Put immigration reform on hold. Put gun control legislation on hold. Even put the economy on hold. There is something more pressing: cybersecurity.
China is waging war on us every day — and has been for quite some time. It attacked at least 34 US companies in a coordinated attack in 2010; the White House, just months ago, confirmed a successful hack into its computer system; and most recently, the New York Times announced a large breach after publishing an article on Premier Wen Jiabao’s finances. The list goes on and on (China is not the sole perpetrator).

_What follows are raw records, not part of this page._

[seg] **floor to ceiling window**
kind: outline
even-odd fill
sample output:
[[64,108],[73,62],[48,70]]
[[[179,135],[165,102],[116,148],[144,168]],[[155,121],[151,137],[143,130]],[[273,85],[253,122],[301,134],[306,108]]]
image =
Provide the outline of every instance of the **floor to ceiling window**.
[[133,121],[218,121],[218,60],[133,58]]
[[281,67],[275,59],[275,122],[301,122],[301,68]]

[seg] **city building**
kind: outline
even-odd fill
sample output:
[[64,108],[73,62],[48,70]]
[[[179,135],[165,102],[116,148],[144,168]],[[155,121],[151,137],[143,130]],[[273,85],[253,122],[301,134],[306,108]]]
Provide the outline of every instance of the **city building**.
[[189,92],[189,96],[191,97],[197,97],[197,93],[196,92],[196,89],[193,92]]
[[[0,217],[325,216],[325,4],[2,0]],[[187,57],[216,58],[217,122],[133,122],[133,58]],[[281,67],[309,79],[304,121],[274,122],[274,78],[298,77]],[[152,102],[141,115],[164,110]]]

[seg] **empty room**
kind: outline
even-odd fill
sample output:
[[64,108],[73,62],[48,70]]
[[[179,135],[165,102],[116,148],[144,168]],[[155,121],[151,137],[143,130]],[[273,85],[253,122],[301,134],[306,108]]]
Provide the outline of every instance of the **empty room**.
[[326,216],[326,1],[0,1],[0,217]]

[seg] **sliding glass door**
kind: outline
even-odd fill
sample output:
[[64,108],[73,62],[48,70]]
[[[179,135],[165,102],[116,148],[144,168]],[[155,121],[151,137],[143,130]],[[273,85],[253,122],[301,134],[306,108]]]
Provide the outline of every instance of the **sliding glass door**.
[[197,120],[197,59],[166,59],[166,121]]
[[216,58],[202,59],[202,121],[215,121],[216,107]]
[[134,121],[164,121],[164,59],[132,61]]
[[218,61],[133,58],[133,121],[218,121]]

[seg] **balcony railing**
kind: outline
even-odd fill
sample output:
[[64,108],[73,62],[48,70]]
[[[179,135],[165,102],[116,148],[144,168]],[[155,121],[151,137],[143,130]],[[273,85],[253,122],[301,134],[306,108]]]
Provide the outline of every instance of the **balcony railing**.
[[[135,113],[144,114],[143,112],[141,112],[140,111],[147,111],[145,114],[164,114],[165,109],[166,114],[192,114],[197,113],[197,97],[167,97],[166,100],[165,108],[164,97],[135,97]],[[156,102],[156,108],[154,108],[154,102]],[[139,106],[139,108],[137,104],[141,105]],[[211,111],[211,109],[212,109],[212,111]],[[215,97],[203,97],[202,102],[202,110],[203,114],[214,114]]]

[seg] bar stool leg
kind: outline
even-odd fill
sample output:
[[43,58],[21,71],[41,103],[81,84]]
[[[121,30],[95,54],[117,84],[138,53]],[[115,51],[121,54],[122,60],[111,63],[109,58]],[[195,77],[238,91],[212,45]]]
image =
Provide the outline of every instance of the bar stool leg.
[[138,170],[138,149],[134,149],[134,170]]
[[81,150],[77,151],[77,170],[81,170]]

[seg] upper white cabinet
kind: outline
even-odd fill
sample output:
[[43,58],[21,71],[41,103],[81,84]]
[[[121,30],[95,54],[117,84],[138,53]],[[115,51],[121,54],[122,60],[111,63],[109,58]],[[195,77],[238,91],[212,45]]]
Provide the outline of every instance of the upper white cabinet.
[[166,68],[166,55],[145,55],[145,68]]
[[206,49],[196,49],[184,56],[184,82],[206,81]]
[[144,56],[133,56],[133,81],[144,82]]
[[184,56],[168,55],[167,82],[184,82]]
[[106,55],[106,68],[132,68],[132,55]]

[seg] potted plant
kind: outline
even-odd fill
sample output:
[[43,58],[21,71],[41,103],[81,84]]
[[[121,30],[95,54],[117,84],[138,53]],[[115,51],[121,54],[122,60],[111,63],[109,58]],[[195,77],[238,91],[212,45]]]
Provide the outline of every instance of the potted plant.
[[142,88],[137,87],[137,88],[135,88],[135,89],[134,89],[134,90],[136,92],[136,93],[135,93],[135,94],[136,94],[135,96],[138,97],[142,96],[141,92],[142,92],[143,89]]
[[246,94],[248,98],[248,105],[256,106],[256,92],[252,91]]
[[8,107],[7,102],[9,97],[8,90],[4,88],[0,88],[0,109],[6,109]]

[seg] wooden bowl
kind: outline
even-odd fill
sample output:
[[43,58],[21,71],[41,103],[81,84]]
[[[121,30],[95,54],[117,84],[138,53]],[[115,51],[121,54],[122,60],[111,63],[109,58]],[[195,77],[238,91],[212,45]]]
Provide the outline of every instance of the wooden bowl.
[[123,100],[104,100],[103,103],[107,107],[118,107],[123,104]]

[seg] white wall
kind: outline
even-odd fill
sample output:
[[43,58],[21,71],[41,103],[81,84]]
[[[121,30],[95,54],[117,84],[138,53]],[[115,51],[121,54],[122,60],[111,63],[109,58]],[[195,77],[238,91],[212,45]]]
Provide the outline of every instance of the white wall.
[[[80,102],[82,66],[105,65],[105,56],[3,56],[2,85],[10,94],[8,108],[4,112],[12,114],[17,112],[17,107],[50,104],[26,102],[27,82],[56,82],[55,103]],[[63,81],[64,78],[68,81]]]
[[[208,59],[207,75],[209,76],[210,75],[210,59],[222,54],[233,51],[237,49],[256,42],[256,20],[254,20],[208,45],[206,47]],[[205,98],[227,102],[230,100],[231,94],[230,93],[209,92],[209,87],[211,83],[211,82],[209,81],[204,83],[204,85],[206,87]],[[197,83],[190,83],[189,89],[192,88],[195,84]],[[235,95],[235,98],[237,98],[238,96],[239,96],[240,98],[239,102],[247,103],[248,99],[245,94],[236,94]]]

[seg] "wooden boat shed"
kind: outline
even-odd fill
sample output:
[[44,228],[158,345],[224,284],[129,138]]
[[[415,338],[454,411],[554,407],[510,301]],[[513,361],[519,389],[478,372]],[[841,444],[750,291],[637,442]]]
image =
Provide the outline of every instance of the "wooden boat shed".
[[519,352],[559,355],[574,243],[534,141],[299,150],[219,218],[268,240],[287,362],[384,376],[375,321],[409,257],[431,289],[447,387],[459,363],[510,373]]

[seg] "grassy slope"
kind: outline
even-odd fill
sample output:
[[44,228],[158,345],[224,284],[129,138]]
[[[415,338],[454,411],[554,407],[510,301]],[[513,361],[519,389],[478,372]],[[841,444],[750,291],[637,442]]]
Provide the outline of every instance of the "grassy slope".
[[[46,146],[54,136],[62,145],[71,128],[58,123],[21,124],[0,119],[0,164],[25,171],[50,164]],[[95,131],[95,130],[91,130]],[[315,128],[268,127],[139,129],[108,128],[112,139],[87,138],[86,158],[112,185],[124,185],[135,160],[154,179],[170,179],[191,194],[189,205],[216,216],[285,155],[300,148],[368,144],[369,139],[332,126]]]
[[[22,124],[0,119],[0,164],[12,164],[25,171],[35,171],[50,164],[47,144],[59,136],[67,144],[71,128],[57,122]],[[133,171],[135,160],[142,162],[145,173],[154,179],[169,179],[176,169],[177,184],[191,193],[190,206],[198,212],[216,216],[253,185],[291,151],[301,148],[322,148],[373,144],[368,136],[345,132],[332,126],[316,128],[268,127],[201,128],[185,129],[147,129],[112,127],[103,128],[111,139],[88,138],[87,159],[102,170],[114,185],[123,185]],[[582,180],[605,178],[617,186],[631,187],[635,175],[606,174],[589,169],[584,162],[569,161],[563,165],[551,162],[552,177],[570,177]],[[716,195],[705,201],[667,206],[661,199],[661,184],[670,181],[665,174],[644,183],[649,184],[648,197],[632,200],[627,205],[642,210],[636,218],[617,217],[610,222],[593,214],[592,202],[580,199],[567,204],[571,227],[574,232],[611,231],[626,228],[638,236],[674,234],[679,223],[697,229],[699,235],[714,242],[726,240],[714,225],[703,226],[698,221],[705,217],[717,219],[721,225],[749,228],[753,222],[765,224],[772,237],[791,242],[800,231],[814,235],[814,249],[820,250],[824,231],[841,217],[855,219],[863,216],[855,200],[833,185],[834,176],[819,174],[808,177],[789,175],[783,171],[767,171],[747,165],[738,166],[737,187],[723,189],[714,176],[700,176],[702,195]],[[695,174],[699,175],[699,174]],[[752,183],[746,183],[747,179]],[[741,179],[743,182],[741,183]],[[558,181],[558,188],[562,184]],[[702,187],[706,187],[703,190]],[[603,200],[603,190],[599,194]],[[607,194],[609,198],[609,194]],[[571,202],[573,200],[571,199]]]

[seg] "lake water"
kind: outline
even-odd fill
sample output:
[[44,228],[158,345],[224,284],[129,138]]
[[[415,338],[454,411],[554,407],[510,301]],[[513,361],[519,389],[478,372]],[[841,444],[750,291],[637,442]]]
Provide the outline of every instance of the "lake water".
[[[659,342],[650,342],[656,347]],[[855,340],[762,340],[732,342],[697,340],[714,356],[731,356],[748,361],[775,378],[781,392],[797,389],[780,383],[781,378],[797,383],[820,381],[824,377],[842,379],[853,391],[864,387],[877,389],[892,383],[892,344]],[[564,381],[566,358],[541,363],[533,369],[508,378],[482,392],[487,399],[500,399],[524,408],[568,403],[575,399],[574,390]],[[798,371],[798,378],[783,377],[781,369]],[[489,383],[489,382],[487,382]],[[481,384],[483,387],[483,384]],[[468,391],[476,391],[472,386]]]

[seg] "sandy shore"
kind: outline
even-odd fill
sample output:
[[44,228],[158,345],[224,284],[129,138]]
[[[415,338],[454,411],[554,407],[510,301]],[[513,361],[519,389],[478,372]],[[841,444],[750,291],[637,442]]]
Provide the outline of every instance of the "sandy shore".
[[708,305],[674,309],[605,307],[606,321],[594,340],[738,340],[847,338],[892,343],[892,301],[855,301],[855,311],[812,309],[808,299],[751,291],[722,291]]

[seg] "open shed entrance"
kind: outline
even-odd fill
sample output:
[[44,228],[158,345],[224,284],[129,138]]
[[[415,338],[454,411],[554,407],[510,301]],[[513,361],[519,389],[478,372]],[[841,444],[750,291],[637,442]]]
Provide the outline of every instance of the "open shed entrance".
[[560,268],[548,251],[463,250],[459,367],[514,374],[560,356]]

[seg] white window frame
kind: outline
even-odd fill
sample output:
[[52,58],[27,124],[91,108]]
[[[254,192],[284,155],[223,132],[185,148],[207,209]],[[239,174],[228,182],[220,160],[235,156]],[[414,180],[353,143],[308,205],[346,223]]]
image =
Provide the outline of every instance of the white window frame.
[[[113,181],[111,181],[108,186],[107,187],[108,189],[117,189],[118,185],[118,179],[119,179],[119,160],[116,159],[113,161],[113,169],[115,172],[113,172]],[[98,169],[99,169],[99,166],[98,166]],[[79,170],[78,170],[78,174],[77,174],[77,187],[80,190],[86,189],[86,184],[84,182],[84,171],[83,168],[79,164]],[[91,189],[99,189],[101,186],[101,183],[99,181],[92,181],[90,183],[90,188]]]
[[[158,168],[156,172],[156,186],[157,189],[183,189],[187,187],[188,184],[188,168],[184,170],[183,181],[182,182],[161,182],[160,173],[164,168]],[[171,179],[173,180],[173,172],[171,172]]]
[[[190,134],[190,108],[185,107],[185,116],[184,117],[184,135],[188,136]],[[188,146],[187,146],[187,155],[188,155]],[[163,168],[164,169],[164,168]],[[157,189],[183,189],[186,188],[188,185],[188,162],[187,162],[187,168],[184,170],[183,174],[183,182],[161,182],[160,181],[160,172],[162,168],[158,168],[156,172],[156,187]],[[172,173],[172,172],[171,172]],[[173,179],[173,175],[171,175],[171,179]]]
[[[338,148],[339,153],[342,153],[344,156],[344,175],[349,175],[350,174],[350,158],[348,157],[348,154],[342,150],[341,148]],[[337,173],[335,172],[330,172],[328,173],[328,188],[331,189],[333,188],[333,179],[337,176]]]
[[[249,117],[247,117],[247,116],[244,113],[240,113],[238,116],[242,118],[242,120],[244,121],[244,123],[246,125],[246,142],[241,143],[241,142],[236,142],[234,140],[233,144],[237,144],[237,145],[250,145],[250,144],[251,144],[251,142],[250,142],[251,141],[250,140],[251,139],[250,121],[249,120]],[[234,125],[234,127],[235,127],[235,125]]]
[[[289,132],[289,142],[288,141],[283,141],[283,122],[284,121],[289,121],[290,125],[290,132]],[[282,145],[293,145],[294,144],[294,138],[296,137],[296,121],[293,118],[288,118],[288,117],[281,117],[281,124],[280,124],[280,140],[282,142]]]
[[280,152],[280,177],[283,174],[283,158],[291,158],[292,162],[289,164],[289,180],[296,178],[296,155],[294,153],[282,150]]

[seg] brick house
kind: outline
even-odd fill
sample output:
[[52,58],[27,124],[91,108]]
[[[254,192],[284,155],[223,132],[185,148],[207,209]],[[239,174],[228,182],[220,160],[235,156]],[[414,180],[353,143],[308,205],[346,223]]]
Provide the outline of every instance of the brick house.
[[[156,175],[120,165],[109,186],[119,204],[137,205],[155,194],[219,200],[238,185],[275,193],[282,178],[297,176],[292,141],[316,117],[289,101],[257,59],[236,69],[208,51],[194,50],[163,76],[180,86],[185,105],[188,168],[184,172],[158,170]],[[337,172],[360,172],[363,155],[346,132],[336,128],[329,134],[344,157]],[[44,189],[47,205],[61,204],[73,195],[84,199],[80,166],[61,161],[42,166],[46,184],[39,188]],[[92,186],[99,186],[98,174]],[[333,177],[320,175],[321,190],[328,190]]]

Three days ago, outgoing Defense Secretary Leon Panetta told an audience at Georgetown University that he believes “the next Pearl Harbor could be a cyber attack.” Janet Napolitano, Secretary of Homeland Security, has warned of a cyber “9/11.”
In the coming week, the chairman of the House Intelligence Committee — Mike Rogers (R-Michigan) — and the ranking member — Dutch Ruppersberger (D-Maryland) — plan to reintroduce the Cyber Intelligence Sharing and Protection Act (CISPA). CISPA has passed in the House before but failed in the Senate, with corporations and the Obama administration supporting it and civil rights advocates opposing it. President Obama recently signed an executive order that contains many of the same provisions as CISPA, but that order is not a long-term solution.
Congress ought to pass CISPA or use it as a launching ground for discussion and negotiation. And they ought to do it quickly.